There you have it. And this is as much a reminder for me as anyone. I need to get back to doing better at this. But thinking of it this way might help simplify things and help us all know where to put our biggest efforts. Here's to big success for all of us!

Sarah Allen
[Image source]

Wednesday, October 9, 2013

Dealing with Writerly Weaknesses

I've been thinking quite a bit about weakness lately.

We all have things that are naturally harder for us than other things, but sometimes serious weaknesses show up like a brick wall in the middle of the road. Like, very real handicaps and disabilities. That's not something we talk about very much, but I'm pretty sure basically everyone is directly affected in one way or another.

So I know this is a writing blog, and I realize I've been slow and relatively personal lately, and I hope that's okay. It's interesting, I feel like the past several weeks have been sort of the culmination of everything that has happened to me since I graduated college; been the real ringer. And that's actually a good thing, because I'm beginning to sense solid ground in a way I haven't since I graduated college, which includes a very solid look at my own weak areas. But again, good thing, because a person must have both solid ground and as solid a concept of themselves as possible to move forward as successfully and effectively as possible. I'm hoping that's what's been happening these last couple years, and these last several weeks particularly.

Anyway. Writing blog. So how does all this make a difference for us writers, is the question. In the general sense, moving forward with a solid grasp of ourselves and solid ground under our feet means our writing life. But I think we can make it more specific. Within the act of writing itself, we all have weaknesses. Mine is plot. I play with characters and scenarios for months before I get anywhere close to a story that can carry a novel. Maybe someone has the opposite weakness, where they constantly think of incredibly exciting stories, but have a hard time fleshing out the characters. Or maybe your weakness is setting, or dialog, or whatever. How do we deal with that?

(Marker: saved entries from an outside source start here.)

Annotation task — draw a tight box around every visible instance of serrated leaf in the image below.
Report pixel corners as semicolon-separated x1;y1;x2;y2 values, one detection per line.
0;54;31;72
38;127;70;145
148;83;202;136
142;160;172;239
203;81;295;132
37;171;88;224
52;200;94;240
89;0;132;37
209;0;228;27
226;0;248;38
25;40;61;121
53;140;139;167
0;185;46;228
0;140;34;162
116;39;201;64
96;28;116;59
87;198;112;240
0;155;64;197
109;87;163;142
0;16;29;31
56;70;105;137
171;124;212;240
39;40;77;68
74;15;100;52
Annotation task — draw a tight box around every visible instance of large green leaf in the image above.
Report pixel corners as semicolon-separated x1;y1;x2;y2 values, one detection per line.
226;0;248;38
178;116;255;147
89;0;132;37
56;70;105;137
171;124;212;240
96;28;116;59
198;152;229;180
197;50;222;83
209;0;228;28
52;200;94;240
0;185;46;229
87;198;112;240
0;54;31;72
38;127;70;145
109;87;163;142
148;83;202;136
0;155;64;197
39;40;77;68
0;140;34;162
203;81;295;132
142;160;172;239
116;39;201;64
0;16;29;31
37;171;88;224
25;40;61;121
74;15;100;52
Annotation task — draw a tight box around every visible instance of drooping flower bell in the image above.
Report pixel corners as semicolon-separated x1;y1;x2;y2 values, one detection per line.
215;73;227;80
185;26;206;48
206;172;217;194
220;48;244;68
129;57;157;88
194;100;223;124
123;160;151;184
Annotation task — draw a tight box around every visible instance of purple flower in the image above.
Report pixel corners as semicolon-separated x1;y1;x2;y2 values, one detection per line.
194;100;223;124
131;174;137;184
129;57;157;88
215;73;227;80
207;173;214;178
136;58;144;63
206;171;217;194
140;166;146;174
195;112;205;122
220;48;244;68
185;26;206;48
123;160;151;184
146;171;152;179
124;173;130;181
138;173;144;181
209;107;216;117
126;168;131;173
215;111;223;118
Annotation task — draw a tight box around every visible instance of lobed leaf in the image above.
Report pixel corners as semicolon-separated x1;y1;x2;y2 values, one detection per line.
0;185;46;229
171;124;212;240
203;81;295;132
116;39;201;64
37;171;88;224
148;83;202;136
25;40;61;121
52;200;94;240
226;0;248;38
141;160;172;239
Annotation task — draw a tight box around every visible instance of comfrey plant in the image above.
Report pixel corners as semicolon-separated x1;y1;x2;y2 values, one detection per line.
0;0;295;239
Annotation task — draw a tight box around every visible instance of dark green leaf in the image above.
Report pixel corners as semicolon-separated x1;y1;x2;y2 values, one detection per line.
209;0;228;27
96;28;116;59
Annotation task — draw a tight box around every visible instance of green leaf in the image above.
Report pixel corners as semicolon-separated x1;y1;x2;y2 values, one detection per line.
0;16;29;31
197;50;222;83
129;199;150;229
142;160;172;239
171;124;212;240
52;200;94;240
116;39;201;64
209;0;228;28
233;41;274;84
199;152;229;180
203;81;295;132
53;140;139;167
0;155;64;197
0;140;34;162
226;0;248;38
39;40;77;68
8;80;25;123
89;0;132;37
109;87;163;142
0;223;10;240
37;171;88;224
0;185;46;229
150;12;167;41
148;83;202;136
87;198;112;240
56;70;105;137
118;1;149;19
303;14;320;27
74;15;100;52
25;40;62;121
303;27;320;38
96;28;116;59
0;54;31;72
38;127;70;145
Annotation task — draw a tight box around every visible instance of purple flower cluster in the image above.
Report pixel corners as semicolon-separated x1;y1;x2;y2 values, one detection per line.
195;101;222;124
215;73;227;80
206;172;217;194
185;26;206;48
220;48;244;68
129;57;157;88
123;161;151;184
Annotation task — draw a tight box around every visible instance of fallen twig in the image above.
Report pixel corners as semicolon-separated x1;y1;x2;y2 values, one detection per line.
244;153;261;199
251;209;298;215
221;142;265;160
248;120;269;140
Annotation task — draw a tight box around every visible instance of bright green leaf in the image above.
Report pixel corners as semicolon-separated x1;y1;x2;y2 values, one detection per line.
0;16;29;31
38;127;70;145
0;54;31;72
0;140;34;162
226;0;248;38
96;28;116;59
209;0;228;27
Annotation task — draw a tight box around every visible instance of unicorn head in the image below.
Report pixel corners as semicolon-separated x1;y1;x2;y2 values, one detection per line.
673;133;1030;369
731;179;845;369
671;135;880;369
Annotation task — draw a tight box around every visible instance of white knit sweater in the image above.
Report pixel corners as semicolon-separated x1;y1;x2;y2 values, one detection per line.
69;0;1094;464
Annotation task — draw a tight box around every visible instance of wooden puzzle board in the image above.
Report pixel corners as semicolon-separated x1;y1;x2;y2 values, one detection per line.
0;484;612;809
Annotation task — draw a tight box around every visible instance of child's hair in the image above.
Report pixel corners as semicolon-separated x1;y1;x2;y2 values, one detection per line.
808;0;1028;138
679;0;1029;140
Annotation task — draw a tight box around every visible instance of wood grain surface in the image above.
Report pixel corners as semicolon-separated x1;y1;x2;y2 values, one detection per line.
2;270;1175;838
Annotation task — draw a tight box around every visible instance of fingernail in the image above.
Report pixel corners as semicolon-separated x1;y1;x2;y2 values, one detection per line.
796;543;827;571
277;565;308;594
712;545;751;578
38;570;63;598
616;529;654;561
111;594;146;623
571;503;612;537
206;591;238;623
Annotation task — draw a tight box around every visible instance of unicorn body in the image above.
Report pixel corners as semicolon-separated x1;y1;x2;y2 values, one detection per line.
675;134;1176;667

Practice. One philosophy is to just practice until you get stronger. As pianists do scales, as ball players shoot hoops, so should we writers practice and practice until our weaknesses no longer hold us back. Find an example of someone who does what you're trying to do extremely well and learn from them.

Focus on your strengths. Maybe the weak spots don't matter. Shaq succeeded in the NBA without being able to shoot free throws worth anything. Didn't matter, because he was valuable for other reasons. Maybe sometimes I'll work and work until I get an exciting plot, maybe sometimes I'll just let the characters lead the story slowly forward and see what happens.

Use your weaknesses. Sometimes we just need to step back and stop thinking of our weaknesses as weaknesses. Nobody has exactly our talent and ideas and perspective, weaknesses, strengths, and all. We are uniquely situated to give the world exactly what only we can give. I'm realizing lately that I'm just not able to do certain things. I'm just not. So I'm going to try and not beat myself up about it and instead focus on the fact that because I'm not doing these certain things, I can do other things which means different things will happen and work out and be wonderful anyway. Sorry, that's kind of abstract, but I guess I just mean that we are as we are and placed where we're placed for a reason. Don't wait to be someone else before you start giving the world whatever it is you can give.

Anyway, to be honest, there may be a little bit longer of slow pace and reflective type posts. I also know I've said that full speed is coming for what feels like a long time now, but I'm pretty certain I mean it this time. Just a few more things to get sorted out and then I'm hoping I'll be/feel more stable than I ever have, and more able to really DO THIS THING. In spite of, and because of, my weaknesses.